Assessment questionnaire - mother backtracking!

I have started the process of getting an AS assessment. Am F in my late 40s.

Contacted a private psychologist in the first instance for a pre-assessment, as I am too nervous to approach my GP without some kind of verifcation. They gave me an AQ and EQ to complete, and a relatives questionaire which I asked my mother to fill in. She is the only person who has any idea what I was like as a child. 

My memories of my childhood are pretty much textbook Aspie - extreme fussiness about food and the environment, unusual interests and obsessions, frequent tantrums often about minor issues, and poor social skills. I was bullied badly and constantly in trouble with parents/teachers for reasons I (mostly) did not understand. 

All my life my mother has complained about what an absolute nightmare I was as a child, however when it came down to the questionaire she balked at it, making light of my behaviour and backtracking completely. She couldn't answer specifics so I tried prompting her a bit, and one conversation went something like this:-

Me - you remember I was very fussy about clothes not fitting right, and scratchy labels? Tantrums?
Mum - yes but that's perfectly normal. I'm the same.
Me - I'm not saying it's a bad thing. But not everybody gets bothered by scratchy clothes.
Mum - I know, your stepdad doesn't notice. *And* he tucks the ends of his shoelaces into his shoes. I couldn't bear that.
Me - Then how about writing that on the questionnaire?
Mum - [voice rising] But there is absolutely nothing wrong with cutting labels out of clothes.
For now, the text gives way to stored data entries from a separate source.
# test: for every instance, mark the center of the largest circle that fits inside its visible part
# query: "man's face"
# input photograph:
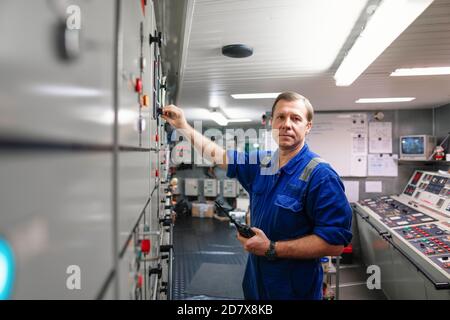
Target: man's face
(290, 124)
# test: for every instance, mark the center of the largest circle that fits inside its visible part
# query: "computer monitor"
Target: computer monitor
(417, 147)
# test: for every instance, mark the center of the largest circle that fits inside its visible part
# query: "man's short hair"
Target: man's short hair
(294, 96)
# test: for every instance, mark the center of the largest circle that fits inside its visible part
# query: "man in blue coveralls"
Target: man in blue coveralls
(299, 211)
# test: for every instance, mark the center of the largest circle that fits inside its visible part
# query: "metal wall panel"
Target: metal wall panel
(56, 212)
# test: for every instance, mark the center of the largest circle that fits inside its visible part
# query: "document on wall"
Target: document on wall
(359, 144)
(383, 165)
(358, 166)
(351, 190)
(380, 137)
(374, 186)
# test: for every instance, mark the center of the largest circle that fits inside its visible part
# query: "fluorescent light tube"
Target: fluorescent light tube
(390, 19)
(271, 95)
(239, 120)
(434, 71)
(384, 100)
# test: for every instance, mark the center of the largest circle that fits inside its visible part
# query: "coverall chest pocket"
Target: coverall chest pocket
(289, 216)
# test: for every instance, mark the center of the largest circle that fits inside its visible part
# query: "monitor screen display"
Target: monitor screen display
(413, 145)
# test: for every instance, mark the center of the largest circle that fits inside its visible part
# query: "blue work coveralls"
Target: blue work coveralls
(285, 207)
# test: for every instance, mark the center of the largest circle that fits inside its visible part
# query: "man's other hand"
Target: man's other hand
(174, 116)
(257, 245)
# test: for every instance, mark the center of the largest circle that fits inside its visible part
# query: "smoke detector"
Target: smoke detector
(237, 51)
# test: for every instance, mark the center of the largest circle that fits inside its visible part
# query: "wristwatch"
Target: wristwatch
(271, 254)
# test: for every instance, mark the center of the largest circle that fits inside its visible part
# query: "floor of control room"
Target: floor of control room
(209, 264)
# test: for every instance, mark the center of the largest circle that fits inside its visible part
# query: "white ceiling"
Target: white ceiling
(298, 45)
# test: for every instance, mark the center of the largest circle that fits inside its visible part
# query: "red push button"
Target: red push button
(138, 85)
(145, 101)
(145, 246)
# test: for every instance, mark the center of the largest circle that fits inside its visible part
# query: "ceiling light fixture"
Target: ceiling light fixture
(270, 95)
(217, 115)
(432, 71)
(384, 100)
(389, 20)
(239, 120)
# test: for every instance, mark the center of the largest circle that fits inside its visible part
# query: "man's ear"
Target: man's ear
(308, 127)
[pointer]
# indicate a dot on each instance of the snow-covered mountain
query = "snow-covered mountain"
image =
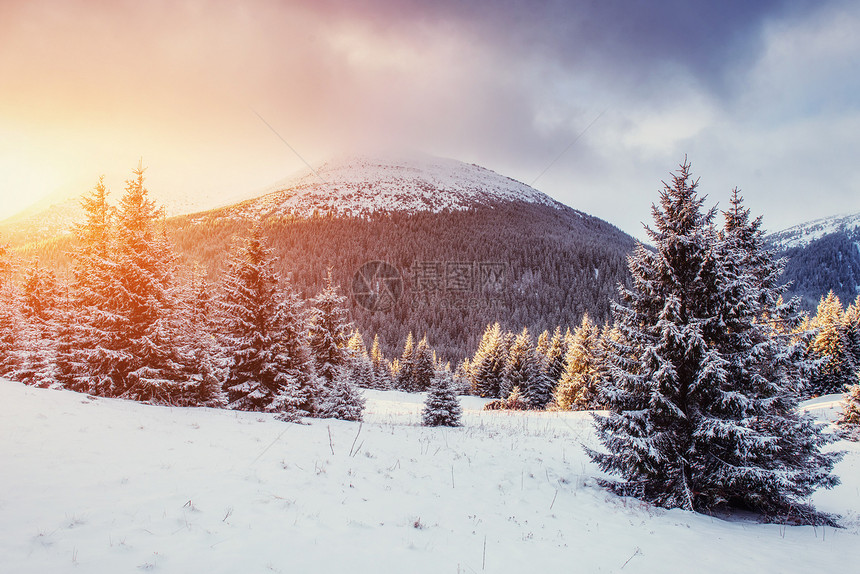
(822, 256)
(805, 233)
(362, 186)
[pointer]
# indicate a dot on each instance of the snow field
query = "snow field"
(107, 486)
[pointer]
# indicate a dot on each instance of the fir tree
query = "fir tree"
(488, 364)
(94, 328)
(523, 370)
(555, 355)
(342, 399)
(701, 408)
(851, 320)
(831, 345)
(10, 327)
(579, 386)
(850, 418)
(424, 367)
(329, 328)
(268, 363)
(441, 407)
(147, 363)
(405, 367)
(381, 370)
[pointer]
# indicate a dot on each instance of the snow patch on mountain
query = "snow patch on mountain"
(805, 233)
(361, 186)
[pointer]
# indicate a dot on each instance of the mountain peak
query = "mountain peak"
(363, 185)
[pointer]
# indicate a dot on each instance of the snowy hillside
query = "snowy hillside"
(805, 233)
(104, 486)
(355, 186)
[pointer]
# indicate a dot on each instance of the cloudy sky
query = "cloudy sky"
(593, 102)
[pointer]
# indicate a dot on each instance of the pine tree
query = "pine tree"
(555, 356)
(424, 367)
(10, 328)
(342, 399)
(831, 345)
(701, 408)
(329, 328)
(268, 362)
(36, 339)
(850, 418)
(441, 407)
(204, 385)
(381, 371)
(579, 386)
(93, 326)
(147, 363)
(488, 364)
(851, 320)
(523, 370)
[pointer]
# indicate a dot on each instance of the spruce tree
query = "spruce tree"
(381, 371)
(702, 411)
(342, 399)
(579, 386)
(405, 368)
(93, 329)
(442, 406)
(329, 329)
(850, 418)
(831, 345)
(147, 361)
(523, 370)
(267, 360)
(423, 368)
(488, 364)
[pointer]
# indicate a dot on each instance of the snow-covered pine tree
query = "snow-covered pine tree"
(381, 370)
(10, 327)
(523, 370)
(342, 399)
(204, 385)
(39, 301)
(405, 367)
(488, 364)
(442, 406)
(424, 367)
(851, 320)
(358, 360)
(850, 418)
(267, 360)
(555, 356)
(94, 328)
(329, 329)
(147, 365)
(701, 408)
(830, 344)
(579, 386)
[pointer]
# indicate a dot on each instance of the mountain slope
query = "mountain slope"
(821, 256)
(364, 186)
(108, 486)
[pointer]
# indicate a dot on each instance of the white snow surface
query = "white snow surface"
(105, 486)
(364, 185)
(805, 233)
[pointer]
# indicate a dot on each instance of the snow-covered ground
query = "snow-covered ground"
(107, 486)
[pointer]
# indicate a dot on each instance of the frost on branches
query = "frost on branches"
(704, 373)
(442, 407)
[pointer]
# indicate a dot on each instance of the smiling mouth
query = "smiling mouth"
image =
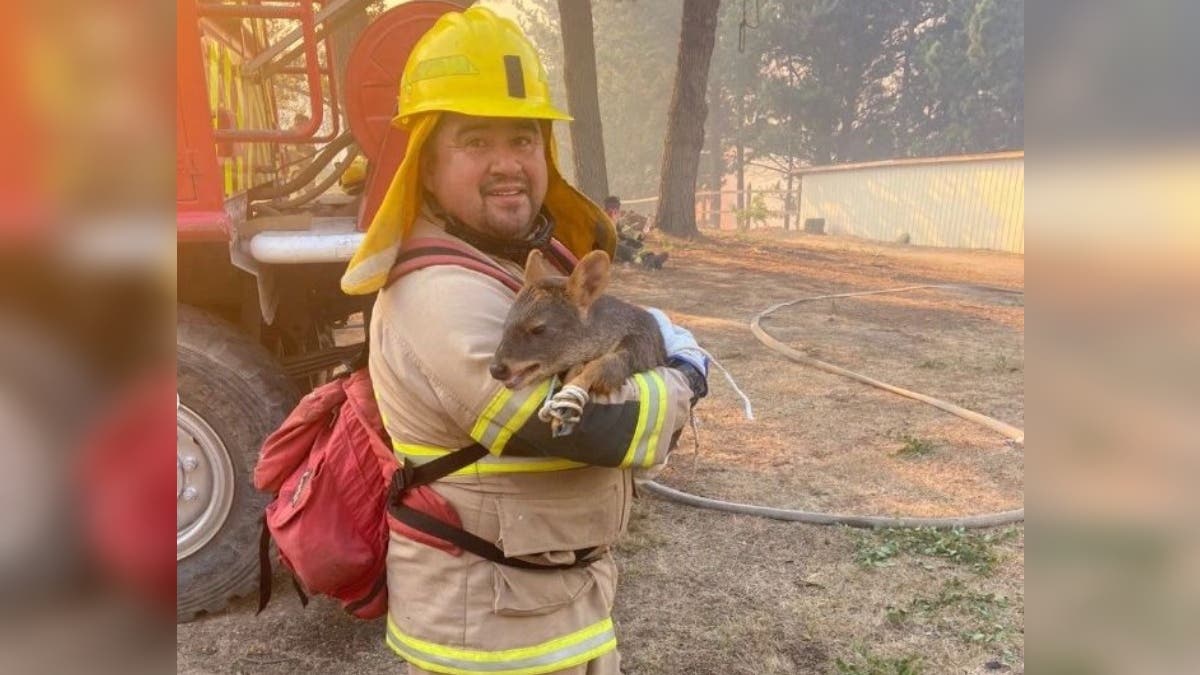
(505, 191)
(520, 377)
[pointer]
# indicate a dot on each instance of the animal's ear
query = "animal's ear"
(589, 279)
(537, 268)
I have a *whole drawer* full of labels that I have collected over the years.
Me - Perhaps you could write that bit on the questionnaire?
Mum - Umm.. maybe not. 

Then she even dismissed my food issues, saying "Oh, I was fussy too" and "all kids are fussy arent they", when in fact mealtimes were a battleground that I feel scarred me for life.

Has anyone else had problems with parents doing this? And what chance have I of getting a diagnosis without her cooperation?

I don't want to push her as she is elderly and not in the best of health. I would not bring her to an assessment as I know she would get very upset.